我可以幫你解決兩個問題。 1-分層抽樣 兩分訓練&測試(即校準驗證)
n = c(2.23, 3.5, 12,2, 93, 57, 0.2,
33, 5,2, 305, 5.3,2, 3.9, 4)
s = c("aa", "bb", "aa","aa", "bb", "cc","aa", "bb",
"bb","aa", "aa","aa","aa","bb", "cc")
id = c(1, 2, 3,4, 5, 6,7, 8, 9,
10, 11, 12,13, 14, 15)
df = data.frame(id, n, s) # df is a data frame
source("http://news.mrdwab.com/stratified")

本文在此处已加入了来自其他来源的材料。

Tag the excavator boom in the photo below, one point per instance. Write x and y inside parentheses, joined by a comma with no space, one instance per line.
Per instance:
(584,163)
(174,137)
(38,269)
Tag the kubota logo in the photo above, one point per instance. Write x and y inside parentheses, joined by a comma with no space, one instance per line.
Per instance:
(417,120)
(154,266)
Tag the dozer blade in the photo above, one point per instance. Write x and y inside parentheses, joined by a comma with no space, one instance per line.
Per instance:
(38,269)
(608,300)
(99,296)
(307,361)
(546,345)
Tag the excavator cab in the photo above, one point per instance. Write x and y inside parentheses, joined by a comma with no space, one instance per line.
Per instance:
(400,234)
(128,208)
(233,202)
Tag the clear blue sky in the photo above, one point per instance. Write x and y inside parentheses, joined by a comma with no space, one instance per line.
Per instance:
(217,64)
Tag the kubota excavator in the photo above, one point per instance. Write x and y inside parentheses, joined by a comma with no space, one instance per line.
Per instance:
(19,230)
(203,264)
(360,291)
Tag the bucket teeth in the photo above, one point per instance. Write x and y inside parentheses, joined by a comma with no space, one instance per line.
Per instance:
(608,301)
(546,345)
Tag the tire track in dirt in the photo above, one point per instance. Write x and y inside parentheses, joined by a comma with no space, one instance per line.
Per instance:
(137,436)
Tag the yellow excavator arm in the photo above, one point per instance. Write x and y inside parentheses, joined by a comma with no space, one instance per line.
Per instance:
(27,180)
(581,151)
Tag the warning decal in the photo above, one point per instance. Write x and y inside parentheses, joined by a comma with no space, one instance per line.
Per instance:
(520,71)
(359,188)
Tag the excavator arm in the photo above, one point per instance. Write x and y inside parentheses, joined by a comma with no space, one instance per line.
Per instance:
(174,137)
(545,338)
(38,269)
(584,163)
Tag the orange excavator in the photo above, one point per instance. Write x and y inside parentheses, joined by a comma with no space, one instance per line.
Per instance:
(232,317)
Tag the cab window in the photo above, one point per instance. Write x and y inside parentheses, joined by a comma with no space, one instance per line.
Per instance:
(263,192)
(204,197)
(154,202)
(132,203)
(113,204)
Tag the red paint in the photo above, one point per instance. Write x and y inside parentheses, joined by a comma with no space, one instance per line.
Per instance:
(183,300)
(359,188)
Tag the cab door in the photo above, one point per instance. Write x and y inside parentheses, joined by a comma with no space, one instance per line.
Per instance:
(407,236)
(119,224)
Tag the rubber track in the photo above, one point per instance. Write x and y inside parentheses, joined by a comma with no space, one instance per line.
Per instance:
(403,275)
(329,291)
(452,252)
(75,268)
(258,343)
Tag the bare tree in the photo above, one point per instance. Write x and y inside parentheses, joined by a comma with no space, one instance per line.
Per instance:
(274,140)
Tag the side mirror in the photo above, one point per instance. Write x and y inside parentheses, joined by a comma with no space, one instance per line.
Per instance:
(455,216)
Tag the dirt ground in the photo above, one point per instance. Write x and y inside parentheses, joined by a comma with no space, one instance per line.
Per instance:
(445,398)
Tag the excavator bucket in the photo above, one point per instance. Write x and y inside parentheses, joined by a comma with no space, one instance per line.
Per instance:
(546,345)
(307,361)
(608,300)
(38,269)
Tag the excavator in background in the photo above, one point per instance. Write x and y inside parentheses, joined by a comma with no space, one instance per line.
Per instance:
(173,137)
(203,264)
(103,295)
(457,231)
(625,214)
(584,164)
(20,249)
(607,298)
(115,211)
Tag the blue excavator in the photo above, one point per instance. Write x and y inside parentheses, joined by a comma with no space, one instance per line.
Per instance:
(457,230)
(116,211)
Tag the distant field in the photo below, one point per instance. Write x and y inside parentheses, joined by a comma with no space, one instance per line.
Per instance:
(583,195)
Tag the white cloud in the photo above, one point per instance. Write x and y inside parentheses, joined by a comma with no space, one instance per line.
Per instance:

sample<- stratified(df=df,
id=1, #ID of your dataframe,
#if there isn't you have to create it
group=3, #the position of your predictor features
size=2, #cardinality of selection
seed="NULL")
#then add a new column to your selection
sample["cal_val"]<- 1
#now, you have a random selection of group 3,
#but you need to split it for cal and val, so:
sample2<- stratified(df=sample, #use your previous selection
id=1,
group=3, #sample on the same group used previously
size=1,#half of the previous selection
seed="NULL")
sample2["val"]<- 1
#merge the two selection
merge<- merge(sample, sample2, all.x=T, by="id")
merge[is.na(merge)] <- 0 #delete NA from merge
#create a column where 1 is for calibration and 2 for validation
merge["calVal"]<- merge$cal_val.x + merge$cal_val.y
#now "clean" you dataframe, because you have too many useless columns
id<- merge$id
n<- merge$n.x
s<- merge$s.x
calval<- merge$calVal
final_sample<- data.frame(id, n, s, calval)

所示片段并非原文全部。